Page:Lanson - Histoire de la littérature française, 1920.djvu/131

Le texte de cette page a été corrigé et est conforme au fac-similé.
109
les fabliaux.

Comme il nous a manqué un Dante, nous n’avons pas eu de Chaucer.

Après avoir eu vogue et fécondité au xiiie siècle et au commencement du xive, le genre du fabliau disparut. Il fut remplacé, après un intervalle, par les nouvelles en prose : l’inutilité des vers, du moment qu’on lisait, et l’influence des nouvellistes italiens décidèrent au xve siècle l’emploi de la prose dans les contes de ce genre.

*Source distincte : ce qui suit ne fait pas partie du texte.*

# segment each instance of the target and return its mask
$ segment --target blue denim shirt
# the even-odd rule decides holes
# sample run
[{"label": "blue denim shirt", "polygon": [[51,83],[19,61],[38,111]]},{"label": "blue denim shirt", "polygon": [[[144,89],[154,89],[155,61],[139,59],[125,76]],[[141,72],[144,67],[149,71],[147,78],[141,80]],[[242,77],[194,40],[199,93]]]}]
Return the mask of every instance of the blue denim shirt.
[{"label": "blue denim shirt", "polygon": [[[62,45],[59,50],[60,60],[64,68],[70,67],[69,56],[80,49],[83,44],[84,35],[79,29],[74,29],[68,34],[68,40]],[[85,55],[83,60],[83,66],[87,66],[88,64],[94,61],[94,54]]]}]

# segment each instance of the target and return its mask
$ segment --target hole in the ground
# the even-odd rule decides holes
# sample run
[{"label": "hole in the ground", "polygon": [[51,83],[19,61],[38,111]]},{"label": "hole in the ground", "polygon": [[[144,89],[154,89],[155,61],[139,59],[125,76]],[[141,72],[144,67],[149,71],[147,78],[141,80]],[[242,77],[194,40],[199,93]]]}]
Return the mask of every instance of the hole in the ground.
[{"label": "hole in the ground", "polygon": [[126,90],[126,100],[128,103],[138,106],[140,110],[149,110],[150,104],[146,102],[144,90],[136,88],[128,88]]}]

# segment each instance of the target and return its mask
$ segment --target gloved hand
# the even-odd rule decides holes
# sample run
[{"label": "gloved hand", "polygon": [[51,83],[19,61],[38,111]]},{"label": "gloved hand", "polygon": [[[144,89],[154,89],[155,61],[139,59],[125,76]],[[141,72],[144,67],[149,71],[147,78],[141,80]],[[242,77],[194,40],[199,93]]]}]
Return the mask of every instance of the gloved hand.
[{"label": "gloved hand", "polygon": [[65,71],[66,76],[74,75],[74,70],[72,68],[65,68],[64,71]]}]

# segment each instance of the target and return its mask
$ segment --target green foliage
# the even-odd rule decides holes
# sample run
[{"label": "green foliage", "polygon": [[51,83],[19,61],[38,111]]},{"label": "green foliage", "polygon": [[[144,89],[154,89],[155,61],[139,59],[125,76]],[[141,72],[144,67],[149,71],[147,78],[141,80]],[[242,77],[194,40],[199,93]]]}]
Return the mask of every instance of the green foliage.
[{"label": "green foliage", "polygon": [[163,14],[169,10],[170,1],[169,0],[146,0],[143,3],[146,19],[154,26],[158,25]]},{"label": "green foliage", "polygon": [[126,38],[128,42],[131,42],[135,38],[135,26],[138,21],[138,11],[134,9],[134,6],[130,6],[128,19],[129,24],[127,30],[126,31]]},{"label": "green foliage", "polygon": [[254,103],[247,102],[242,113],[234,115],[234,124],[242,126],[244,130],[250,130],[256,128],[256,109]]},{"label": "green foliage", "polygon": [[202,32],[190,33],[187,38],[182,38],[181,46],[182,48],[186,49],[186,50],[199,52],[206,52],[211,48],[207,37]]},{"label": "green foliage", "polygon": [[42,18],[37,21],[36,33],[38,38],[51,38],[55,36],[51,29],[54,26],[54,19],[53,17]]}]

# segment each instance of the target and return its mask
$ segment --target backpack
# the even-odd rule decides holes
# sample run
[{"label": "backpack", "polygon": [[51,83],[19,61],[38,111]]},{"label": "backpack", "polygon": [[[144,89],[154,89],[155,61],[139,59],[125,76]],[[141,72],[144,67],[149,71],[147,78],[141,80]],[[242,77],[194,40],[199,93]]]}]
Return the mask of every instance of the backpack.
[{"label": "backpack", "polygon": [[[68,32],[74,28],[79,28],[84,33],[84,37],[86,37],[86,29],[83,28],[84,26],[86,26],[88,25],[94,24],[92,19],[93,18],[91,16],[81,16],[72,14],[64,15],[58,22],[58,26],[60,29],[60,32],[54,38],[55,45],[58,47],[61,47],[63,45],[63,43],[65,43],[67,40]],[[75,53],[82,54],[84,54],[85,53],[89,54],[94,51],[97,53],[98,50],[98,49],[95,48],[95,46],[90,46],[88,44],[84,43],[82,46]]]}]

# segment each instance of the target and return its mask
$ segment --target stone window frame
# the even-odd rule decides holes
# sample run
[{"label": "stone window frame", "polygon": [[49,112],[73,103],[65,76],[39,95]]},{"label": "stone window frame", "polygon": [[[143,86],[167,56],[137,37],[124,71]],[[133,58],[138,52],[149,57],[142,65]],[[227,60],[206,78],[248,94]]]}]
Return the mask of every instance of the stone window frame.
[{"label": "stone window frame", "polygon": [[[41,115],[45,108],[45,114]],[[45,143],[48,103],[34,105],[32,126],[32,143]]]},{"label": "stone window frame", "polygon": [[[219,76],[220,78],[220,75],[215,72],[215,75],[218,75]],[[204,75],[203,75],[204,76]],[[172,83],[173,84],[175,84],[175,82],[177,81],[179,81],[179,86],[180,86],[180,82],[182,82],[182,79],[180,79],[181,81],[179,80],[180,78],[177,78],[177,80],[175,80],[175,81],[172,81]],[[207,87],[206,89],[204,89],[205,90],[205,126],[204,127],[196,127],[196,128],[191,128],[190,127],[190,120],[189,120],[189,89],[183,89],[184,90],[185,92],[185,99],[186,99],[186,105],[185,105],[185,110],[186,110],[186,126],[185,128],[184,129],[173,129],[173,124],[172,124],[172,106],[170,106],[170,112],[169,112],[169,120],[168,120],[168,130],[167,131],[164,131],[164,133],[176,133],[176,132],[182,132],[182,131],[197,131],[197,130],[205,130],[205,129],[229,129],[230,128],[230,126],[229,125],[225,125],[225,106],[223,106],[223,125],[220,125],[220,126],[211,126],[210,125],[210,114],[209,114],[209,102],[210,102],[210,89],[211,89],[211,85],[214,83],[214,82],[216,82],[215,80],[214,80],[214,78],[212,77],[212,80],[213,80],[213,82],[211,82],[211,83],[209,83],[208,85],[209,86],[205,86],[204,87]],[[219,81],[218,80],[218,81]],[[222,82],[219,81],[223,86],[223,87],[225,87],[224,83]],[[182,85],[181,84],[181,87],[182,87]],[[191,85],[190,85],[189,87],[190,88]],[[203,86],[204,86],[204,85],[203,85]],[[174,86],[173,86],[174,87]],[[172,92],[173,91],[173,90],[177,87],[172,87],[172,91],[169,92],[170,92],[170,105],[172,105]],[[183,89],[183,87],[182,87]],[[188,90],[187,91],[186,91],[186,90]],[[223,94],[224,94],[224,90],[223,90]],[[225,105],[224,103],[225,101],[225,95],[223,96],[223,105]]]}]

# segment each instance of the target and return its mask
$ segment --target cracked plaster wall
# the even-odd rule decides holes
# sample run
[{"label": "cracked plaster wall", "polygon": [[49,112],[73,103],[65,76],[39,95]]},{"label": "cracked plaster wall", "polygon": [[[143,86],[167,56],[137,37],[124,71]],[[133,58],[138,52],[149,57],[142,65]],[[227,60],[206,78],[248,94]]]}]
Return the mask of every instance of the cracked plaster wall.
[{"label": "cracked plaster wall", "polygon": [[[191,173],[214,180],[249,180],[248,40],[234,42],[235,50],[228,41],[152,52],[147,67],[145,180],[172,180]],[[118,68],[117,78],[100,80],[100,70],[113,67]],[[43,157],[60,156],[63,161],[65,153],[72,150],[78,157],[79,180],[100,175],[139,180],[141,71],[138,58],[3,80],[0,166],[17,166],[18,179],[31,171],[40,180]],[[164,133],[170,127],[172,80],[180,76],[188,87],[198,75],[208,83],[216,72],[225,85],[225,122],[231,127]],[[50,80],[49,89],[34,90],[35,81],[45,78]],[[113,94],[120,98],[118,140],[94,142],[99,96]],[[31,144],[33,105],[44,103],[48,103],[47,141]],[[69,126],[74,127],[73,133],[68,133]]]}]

Mais le fabliau reparut plus tard, sous une forme artistique, dans le conte en vers de notre littérature classique. Il avait trouvé aussi au xve siècle un héritier dans la farce : héritier de l’esprit plutôt que des sujets, car dans les œuvres qui nous sont parvenues on voit rarement qu’un fabliau ait été repris en farce, comme le Vilain Mire se retrouve dans le Médecin malgré lui. Ce qui a duré, c’est l’esprit du genre qui est une forme de l’esprit de la race, et ainsi reparaissent de temps à autre dans nos farces du Palais-Royal des moyens et des effets dont usaient les auteurs des fabliaux : nos armoires ont remplacé les buffets de nos pères, nos pantalons leurs braies. Ainsi le vaudeville actuel, substitut de la farce, qui elle-même a remplacé le fabliau, peut nous aider à comprendre la nature de ce genre et du plaisir qu’il donnait.